Why it Matters: After a record setting spring turkey harvest of 5,725 birds in 2022, New Hampshire’s spring turkey hunters took 5,580 birds in spring 2023. According to the New Hampshire Fish and Game Department’s turkey biologist, Allison Keating, this past spring marks the fifth consecutive year that the spring turkey harvest exceeded 5,000 birds. While other areas of the country have experienced declines in turkey populations, the northeast, and New Hampshire specifically, continues to maintain healthy populations of wild turkey and continues to create opportunities for the Granite State’s 20k resident turkey hunters and non-resident hunters alike. In recent years the New Hampshire Fish and Game Department and Commission have increased access and opportunities for turkey hunters by way of authorizing .410 shotguns in combination with advanced Tungsten Super Shot (TSS) loads, the addition of crossbow usage during the Fall Archery season in Wildlife Management Units (WMUs) L and M, and increased bag limits from one bearded bird in the spring to two bearded birds after checking the first bird in the southern third of the state (WMUs H1, H2, I2, J2, K, L, and M). New Hampshire’s generous three-month long archery season (September 15 – December 15) coupled with a 7-day shotgun season in October for Units WMUs D2, G, H1, H2, I1, I2, J2, K, L, M, offers great opportunities for fall turkey hunters.

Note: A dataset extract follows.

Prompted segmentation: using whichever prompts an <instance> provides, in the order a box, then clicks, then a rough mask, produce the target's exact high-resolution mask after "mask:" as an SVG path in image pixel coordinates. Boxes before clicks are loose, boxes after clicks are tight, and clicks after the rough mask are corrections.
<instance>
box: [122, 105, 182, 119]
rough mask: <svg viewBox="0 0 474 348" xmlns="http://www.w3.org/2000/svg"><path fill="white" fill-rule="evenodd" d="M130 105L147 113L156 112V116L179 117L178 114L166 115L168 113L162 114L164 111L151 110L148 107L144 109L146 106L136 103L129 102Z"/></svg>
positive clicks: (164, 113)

With 23.3% of spring hunters registering two birds in 2023 and many Granite State hunters turning their attention to whitetail deer pursuits the upcoming Fall turkey season can offer relief for weary deer hunters as well as diehard turkey hunters looking to interact with fall flocks of wild turkey.
- The health of New Hampshire’s wild turkey populations remains strong and is estimated to be around 40,000 birds.
- Opportunities abound in the Granite state with a 3-month archery season and 7-day shotgun season in the upcoming 2023 Fall Season.
- You can report your summer brood flock observations to NH F&G 2023 NH Turkey Brood Survey (google.com). August is the most important month for reporting and is a point of measure of poult recruitment and productivity.
With spring 2023 in the rearview and fall seasons set to kick off next month, planning those fall pursuits should be on your late summer agenda. New Hampshire boasts a very healthy wild turkey population and with a generous three-month long archery season for all but one WMU and a seven day, half hour before sunrise to half hour after sunset, shotgun season, a fall gobbler might just be the adventure you need! Fall turkey hunting offers the hunter an opportunity to observe larger flocks of birds than in the spring, as well as the ability to observe turkey habits and turkey talk unlike spring pursuits. Targeting a fall gobbler can be accomplished by calling or scattering the flock. In New Hampshire the use of a “turkey dog” to scatter a fall flock remains a solid tactic as well as a great tradition in the New Hampshire woodlands. The all-day hunt allows for greater access and opportunities for the hunters of all experience levels looking for an action-packed adventure without the rigors of an all day sit in a deer stand. Greater access for injured hunters and youth hunters exists with the ability to utilize a crossbow during the archery season if the hunter elects to do so in WMUs L and M. With nearly a quarter of all turkey hunters tagging out for the year during the spring season, and most New Hampshire hunters turning their attention towards whitetails, the fall turkey woods are wide open and accessible for your next fall adventure.